I set my staff down and again tried to ignore the sinking feeling in my gut, telling me that I'd been here before, and I hadn't liked it then, either. I unwrapped the package, and opened up the folded fabric inside.
It was a grey cloak.
"Put that on," Luccio said in her quiet, steady voice. "And then every available Warden will be present."
Author's Note:
Special thanks again to Alex and Alix, both of whom made this chapter possible through their editing, helping bring the various characters back in line.
I also want to thank Xavon Wrentaile, of Beyond the Outer Gates Lies…, for both the idea of and solution to the m̶̵à̡dń̷éss͢ t́̀͘è̸x͝t, which I copied from eeemo dot net.
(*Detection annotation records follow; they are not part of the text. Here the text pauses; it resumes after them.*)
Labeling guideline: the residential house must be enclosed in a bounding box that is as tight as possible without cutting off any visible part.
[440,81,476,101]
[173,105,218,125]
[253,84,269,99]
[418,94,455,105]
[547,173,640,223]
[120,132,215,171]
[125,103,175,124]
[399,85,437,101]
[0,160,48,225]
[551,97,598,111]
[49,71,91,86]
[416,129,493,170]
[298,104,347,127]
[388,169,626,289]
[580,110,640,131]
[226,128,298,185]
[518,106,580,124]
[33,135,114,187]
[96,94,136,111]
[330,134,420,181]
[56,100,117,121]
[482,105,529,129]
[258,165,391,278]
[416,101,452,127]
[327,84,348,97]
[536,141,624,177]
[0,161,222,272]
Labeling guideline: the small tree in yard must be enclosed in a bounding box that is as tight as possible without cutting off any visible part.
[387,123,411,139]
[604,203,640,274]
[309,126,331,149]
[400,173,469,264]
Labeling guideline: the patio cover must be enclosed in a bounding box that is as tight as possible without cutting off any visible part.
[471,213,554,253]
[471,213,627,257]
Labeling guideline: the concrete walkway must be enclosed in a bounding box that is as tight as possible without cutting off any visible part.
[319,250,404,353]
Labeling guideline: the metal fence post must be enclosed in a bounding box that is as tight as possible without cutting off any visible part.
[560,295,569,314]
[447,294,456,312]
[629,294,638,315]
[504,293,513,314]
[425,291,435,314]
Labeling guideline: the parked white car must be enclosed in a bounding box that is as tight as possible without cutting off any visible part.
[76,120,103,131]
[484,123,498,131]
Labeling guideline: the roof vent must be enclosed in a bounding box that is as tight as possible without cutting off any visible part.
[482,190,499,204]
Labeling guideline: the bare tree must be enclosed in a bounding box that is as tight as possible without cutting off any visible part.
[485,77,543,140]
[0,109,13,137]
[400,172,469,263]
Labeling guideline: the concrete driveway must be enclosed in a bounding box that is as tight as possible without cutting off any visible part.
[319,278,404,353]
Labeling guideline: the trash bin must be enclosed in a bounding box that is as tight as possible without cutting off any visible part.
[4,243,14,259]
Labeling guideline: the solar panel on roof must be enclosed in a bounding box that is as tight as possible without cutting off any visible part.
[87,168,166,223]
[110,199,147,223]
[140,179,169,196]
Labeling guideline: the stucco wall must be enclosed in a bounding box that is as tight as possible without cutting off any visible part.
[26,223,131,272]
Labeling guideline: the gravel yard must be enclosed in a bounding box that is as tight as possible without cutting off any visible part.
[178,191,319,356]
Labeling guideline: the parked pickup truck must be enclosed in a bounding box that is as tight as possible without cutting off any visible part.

Beholders, man.
If you recognize some of the interactions at the end of this chapter, it's because I drew more heavily on my source material for the start of the meeting, albeit in a new location. If you recognize other things out of place, it's because things have changed significantly from what happened in canon.
I like to keep my cards close to my chest on this, but know that if I ever have to disappear or truly decide the story is dead, then I'll post everything I still have on my way out. Three out of the four or five endings are close enough to be called finished, or near enough, and all my notes paint a picture on where we're going, even if it's slow. I appreciate the patience and well wishes from the crowd, as well. They keep me going, or at least coming back.
There's still plenty enough left, and step by step, we're gonna get there. Cheers, all.